Though our educator was new, he was fun and we spent a long time there. The gift shop is one of the largest with the highest quality items in the valley. The European style grounds are stunning with vineyards, mountain views and Italian cypress trees. There are gardens, livestock and a chapel here as well. Their wines are only available via the winery or their website. Overall, it is a truly memorable experience. Visit Castello di Amorosa
Wine country is known as a foodie zone, with many popular restaurants and bistros dispersed throughout. There are small, well rated restaurants, with high marks ranging from Yelp to Zagat to Michelin.
Alioto’s, Waterfront, San Francisco
Set near the famous Pier 39 at Fisherman’s Wharf, this traditional seafood restaurant offered great waterfront views from its upper floor. We settled into the trip, getting to know each other over seafood bisque and clam chowder. Eat at Alioto’s
Big John’s Market, Healdsburg
A gourmet market with a large selection of cheeses, bakery, charcuterie, wine and produce items. A great place to stock up on food for your rental or picnic items for the day. If renting a house, don’t forget to buy your morning coffee, or you will be heading out the next day like we did! Shop at Big John’s Market
Costeaux Bakery, Healdsburg
This was our breakfast spot, in downtown Healdsburg. It offered coffee, traditional French bakery items with a sit down breakfast – either inside or in the outdoor courtyard. Fabulous eggs benedict’s and dessert-like french toast. Eat at Costeaux Bakery
A trendy, new restaurant in downtown Healdsburg featuring creative cocktails and inventive dishes. We had the tasting menu with 5 courses at $15 each. A tasting menu is good way to sample many offerings on a first visit to a restaurant. You are served smaller versions of the house’s best meals.

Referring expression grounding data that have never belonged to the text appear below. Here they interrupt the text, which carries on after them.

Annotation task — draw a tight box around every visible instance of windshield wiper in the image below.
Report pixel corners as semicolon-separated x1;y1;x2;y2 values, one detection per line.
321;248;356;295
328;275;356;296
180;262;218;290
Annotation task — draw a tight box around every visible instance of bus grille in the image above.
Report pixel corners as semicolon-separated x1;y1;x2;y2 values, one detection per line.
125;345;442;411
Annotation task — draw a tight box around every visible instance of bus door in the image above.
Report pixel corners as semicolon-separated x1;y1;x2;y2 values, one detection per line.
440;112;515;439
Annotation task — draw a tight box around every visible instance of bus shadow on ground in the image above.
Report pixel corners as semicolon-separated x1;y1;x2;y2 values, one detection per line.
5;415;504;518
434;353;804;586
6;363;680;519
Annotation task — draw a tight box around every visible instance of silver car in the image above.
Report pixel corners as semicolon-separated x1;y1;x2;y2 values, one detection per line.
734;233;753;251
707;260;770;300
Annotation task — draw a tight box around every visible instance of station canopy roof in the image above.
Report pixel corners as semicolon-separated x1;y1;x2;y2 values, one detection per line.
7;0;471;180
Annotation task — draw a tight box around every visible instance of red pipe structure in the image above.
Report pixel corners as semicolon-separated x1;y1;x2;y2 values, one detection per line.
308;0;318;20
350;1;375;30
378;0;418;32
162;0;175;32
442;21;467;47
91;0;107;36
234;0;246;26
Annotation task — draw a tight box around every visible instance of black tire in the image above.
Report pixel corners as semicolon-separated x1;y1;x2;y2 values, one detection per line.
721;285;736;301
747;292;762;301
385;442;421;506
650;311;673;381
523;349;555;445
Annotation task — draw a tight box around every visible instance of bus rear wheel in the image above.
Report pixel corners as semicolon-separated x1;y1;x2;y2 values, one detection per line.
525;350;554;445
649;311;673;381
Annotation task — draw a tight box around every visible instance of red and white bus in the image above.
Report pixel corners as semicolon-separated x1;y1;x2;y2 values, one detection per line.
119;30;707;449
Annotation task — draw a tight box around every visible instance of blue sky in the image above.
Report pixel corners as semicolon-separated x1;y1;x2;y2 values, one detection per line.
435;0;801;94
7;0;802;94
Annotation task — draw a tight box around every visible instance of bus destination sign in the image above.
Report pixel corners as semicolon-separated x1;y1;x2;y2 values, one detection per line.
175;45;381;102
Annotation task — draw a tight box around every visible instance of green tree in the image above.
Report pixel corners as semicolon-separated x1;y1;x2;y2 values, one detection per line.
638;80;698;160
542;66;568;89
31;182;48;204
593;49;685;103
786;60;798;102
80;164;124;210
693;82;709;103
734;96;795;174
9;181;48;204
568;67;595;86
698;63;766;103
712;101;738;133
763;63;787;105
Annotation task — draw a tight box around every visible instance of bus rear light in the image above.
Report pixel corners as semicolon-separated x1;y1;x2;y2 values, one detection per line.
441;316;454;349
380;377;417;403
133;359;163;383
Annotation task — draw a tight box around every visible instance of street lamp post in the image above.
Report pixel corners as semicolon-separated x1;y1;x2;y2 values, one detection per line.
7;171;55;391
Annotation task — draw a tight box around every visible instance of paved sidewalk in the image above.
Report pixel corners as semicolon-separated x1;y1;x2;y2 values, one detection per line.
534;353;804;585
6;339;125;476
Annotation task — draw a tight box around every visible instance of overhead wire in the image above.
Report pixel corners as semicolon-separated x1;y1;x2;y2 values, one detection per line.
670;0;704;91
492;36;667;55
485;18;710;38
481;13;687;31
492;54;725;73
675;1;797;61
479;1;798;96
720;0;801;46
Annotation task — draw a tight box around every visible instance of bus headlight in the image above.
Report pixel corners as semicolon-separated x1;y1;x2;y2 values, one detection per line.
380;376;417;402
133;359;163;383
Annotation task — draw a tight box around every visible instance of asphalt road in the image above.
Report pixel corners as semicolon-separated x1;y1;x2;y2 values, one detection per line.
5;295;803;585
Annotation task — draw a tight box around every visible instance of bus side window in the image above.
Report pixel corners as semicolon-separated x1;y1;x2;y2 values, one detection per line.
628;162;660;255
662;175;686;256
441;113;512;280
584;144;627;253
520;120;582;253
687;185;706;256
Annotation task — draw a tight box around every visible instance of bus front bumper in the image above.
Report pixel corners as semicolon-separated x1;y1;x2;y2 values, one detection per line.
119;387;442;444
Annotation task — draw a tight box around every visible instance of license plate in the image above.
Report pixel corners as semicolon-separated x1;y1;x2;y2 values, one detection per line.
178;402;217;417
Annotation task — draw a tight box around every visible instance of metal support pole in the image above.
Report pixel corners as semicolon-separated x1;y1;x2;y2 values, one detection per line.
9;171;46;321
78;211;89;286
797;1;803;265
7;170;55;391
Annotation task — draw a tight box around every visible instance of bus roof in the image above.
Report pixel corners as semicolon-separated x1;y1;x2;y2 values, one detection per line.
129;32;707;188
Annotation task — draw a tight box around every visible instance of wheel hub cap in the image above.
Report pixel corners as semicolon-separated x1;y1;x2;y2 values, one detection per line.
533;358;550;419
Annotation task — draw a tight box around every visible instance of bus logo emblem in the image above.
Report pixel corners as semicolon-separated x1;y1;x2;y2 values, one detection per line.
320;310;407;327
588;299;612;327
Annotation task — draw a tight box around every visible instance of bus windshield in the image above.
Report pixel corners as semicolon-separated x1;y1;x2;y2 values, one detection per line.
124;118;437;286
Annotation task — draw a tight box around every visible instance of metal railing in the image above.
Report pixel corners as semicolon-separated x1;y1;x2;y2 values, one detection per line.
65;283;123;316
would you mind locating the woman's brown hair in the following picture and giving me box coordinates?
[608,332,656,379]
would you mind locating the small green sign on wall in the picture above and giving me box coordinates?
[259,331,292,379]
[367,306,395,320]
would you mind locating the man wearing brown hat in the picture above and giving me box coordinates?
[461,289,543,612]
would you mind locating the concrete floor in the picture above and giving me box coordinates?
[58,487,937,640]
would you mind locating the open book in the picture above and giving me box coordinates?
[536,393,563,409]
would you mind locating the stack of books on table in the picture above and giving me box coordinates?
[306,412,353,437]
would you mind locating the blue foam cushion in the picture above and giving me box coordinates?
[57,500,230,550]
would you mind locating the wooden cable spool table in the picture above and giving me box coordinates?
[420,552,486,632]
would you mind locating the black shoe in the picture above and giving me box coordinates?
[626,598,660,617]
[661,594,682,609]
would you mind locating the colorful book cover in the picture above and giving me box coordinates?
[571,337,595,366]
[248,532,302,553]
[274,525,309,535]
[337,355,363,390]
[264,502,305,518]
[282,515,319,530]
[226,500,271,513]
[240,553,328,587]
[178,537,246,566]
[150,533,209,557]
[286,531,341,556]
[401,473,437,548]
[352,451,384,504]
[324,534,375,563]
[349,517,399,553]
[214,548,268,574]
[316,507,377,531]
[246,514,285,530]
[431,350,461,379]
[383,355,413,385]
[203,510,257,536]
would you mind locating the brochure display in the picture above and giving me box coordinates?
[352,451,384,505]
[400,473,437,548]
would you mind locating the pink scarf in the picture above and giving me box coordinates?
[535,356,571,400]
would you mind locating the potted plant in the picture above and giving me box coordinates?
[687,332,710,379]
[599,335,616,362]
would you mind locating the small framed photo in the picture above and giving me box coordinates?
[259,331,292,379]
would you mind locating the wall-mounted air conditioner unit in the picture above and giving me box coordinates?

Though pricier and often filling, it allows you to get a good idea of the chef’s quality and range in one visit. At Valette the tasting menu must be ordered by the entire table and dishes can be split in two – meaning two different options are brought out to be shared by two different people. It was a culinary experience extraordinaire. Friendly staff added to the celebration. Eat at Valette
Dry Creek General Store, Healdsburg
An updated country general store set amidst vineyards, this is a regular stop for morning coffee, pastry items, small lunches or picnic fare. There is also a great selection of French country decorative items. Eat at Dry Creek General Store
Auberge du Soleil, Rutherford
This is an upscale resort belonging to the Relais & Chateaux line, offering a beautiful view of the valley from the Rutherford Hills. Though a little warm that day, we enjoyed some wine and cheese in the sun before making the final trek back to the airport for our redeye home. Eat at Auberge du Soleil
When traveling to this area, realize that what people often refer to as the Napa Valley actually includes several valleys, counties and towns. There is Napa Valley, Sonoma Valley, Russian River Valley, Alexander Valley and Dry Creek Valley, each respectable wine growing regions in their own right. There are the cities of Napa, Sonoma, St Helena, Oakville, Yountville, Calistoga, Kenwood and Healdsburg in addition to the counties of Napa and Sonoma – which are mainly connected by routes 101, 128 and 29. The area is high end rural and travel time isn’t long between wineries if you plan well. There are many tours and drivers available if you would prefer not to drive. From our rental, 2 well known wineries were within walking distance. Bicyclists are also a common sight.